Ele podia dizer todas as coisas horríveis que quisesse. O amor dela era como um escudo, as palavras ricocheteavam sem feri-la. Não dava pra pensar em si mesma quando ele estava claramente sofrendo, tão furioso e humilhado. Era o trabalho dela levantar-lhe o ânimo quando ele mesmo não podia fazê-lo.
Sei que pra
muita gente é difícil compreender esse sentimento, mas ele está ai. E foi
justamente nesse sentido que eu acredito que a autora pecou um pouquinho. No
desenrolar da história vemos claramente uma Madora desenvolvendo suas próprias ideias e vontades e questionando sua realidade atual em função disso. Mas no
final do livro não sei o que aconteceu, parece que o prazo pra entregar estava
se esgotando e a autora pôs pra fora a primeira ideia que lhe veio na cabeça.
Eis aqui a verdade: assim como ela era uma garota sem sorte, Willis era um garoto com uma história triste. Pensando nisso uma piedade maternal jorrou dentro dela. Por ele e por si mesma.
Os
personagens são bem desenvolvidos durante o livro e no final não existe uma
auto análise de Madora pra justificar seu comportamento. Nem se fala muito
sobre o comportamento de Willis. Django do começo ao fim do livro tem um papel
de protagonista de filme infantil da Sessão da Tarde, então sobre ele nem vou
me estender.

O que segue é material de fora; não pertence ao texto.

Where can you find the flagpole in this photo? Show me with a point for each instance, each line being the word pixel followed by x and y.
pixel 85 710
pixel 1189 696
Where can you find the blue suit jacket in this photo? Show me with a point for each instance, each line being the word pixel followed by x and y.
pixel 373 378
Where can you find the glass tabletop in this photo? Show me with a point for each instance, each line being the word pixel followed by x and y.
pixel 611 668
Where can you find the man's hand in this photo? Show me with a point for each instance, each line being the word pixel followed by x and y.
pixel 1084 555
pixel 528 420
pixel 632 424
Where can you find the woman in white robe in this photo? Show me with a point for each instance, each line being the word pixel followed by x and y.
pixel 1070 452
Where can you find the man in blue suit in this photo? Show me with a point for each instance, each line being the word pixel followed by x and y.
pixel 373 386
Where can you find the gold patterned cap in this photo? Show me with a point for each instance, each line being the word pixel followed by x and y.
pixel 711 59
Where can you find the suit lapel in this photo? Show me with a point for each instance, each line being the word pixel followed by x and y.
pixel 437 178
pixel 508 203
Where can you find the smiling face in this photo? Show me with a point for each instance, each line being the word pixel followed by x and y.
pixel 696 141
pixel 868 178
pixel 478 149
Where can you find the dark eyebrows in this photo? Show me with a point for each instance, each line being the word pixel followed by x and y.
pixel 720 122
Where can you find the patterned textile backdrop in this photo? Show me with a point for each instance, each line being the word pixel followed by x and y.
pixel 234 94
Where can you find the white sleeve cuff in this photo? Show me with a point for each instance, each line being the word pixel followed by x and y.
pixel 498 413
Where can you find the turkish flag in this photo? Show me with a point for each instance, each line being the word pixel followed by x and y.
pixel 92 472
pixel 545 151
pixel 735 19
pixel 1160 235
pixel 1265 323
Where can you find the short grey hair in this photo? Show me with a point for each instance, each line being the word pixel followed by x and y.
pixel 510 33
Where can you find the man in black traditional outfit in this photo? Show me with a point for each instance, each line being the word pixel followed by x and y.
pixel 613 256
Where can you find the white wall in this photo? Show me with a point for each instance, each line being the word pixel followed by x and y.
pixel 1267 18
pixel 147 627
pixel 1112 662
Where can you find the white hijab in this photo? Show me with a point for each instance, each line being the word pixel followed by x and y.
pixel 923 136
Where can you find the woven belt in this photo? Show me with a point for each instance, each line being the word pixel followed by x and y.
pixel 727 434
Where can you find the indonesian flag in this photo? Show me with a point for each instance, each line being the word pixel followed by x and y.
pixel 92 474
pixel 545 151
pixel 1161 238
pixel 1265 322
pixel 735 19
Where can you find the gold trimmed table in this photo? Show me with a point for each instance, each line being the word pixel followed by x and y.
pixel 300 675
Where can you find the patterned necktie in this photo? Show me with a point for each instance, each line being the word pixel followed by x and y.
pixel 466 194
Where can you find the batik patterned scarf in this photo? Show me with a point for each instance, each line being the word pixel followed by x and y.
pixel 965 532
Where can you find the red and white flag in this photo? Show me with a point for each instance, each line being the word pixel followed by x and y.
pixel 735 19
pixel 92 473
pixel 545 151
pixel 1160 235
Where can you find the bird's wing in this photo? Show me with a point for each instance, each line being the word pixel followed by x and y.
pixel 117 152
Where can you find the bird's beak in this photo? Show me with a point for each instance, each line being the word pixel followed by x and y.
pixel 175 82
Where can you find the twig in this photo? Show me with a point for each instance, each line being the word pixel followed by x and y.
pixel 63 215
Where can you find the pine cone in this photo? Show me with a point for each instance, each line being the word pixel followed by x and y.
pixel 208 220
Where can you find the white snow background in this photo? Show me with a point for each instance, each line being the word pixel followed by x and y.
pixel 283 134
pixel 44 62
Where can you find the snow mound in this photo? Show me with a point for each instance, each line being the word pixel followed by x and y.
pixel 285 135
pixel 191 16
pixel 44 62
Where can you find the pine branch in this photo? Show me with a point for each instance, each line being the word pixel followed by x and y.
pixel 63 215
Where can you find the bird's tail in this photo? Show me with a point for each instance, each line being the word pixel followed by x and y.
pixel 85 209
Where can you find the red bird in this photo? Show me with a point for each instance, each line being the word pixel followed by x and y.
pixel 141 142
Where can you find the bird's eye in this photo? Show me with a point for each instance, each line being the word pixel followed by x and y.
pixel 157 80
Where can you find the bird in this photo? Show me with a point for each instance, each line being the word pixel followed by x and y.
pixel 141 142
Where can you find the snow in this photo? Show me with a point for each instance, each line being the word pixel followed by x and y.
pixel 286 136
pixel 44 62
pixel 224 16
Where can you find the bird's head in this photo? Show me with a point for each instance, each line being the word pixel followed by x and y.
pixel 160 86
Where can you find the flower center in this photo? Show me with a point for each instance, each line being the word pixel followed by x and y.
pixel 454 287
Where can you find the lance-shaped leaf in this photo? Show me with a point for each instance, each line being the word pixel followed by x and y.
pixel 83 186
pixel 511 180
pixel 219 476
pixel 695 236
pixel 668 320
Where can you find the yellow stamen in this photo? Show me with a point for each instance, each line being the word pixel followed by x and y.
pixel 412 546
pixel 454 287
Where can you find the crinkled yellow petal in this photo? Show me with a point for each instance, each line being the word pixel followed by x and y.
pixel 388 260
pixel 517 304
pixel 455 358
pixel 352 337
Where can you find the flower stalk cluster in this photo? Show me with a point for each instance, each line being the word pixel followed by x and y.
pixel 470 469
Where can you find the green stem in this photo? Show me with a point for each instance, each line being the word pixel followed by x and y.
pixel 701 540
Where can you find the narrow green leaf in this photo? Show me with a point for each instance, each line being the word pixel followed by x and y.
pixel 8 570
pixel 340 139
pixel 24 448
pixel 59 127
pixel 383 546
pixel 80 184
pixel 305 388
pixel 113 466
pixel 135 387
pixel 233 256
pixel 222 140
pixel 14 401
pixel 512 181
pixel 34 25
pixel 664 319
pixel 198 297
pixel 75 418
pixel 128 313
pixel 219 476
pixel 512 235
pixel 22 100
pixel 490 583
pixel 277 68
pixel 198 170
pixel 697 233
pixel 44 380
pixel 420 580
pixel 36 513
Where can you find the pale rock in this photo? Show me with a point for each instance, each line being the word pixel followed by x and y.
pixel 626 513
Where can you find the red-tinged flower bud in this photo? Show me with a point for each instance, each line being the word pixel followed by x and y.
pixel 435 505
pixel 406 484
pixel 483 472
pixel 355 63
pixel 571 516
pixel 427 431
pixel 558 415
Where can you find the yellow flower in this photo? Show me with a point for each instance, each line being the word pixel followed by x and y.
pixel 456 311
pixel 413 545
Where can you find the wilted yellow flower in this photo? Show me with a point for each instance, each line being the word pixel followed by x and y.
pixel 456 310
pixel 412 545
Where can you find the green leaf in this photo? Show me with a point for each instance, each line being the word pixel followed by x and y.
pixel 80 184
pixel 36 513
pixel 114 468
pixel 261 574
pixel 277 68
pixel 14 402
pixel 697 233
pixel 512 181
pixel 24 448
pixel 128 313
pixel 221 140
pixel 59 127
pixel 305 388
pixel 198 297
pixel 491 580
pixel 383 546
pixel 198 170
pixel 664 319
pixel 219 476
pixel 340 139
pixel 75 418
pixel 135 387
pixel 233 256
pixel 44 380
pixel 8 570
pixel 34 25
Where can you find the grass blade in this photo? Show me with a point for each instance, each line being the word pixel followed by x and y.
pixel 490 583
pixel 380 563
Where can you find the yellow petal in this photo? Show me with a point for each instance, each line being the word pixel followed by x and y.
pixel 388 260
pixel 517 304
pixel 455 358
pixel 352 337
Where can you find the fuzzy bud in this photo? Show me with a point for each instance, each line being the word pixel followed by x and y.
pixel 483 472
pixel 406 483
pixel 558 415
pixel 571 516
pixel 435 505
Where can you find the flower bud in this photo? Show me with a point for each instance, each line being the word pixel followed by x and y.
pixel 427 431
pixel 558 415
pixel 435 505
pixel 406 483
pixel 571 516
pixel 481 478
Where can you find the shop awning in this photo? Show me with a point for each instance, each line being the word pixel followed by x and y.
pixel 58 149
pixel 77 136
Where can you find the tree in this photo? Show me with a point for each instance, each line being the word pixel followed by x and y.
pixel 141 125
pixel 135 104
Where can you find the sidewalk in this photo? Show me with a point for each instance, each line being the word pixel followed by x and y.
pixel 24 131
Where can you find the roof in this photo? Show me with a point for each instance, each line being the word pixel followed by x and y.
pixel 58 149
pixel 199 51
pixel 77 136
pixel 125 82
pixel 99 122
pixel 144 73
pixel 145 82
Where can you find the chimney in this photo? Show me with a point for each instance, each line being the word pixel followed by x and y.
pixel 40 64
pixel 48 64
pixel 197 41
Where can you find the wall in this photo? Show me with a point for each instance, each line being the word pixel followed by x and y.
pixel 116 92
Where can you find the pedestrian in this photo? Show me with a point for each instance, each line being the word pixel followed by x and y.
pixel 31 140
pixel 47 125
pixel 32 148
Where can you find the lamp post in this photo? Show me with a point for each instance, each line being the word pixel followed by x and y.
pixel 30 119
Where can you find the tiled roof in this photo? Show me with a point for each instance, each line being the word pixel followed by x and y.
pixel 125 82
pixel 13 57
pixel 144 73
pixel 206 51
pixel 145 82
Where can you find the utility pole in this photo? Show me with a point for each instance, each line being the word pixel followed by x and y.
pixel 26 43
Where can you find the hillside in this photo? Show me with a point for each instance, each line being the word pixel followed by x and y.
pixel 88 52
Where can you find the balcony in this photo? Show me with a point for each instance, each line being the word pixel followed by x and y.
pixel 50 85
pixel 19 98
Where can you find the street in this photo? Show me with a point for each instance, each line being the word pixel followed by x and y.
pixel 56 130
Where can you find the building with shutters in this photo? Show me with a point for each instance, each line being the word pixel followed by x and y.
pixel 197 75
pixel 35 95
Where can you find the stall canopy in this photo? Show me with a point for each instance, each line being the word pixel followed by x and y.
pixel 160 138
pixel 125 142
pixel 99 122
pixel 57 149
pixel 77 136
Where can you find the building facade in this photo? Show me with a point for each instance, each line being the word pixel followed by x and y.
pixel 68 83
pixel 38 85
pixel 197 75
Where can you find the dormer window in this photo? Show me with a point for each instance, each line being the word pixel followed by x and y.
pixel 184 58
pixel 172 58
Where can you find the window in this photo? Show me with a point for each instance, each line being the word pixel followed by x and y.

Alguns trechos também no decorrer do livro que (imagino) foram
escritos pra chocar o leitor passam tão beges que a gente nem percebe.
A leitura vale
a pena, saímos um pouco da nossa caixa pra entender o porquê de existirem
mulheres que permitem que seus companheiros a dominem dessa maneira e pensarmos
um pouquinho antes de julgar. Afinal, é muito fácil julgar todo um contexto
baseado em nossos rasos “achismos” e ignorarmos toda a complexidade psicológica
e comportamental que existe no ser humano.
Espero que você goste Nil. Esse livro nos coloca bem na pele da personagem, quase entendemos o porquê de todas as atitudes dela.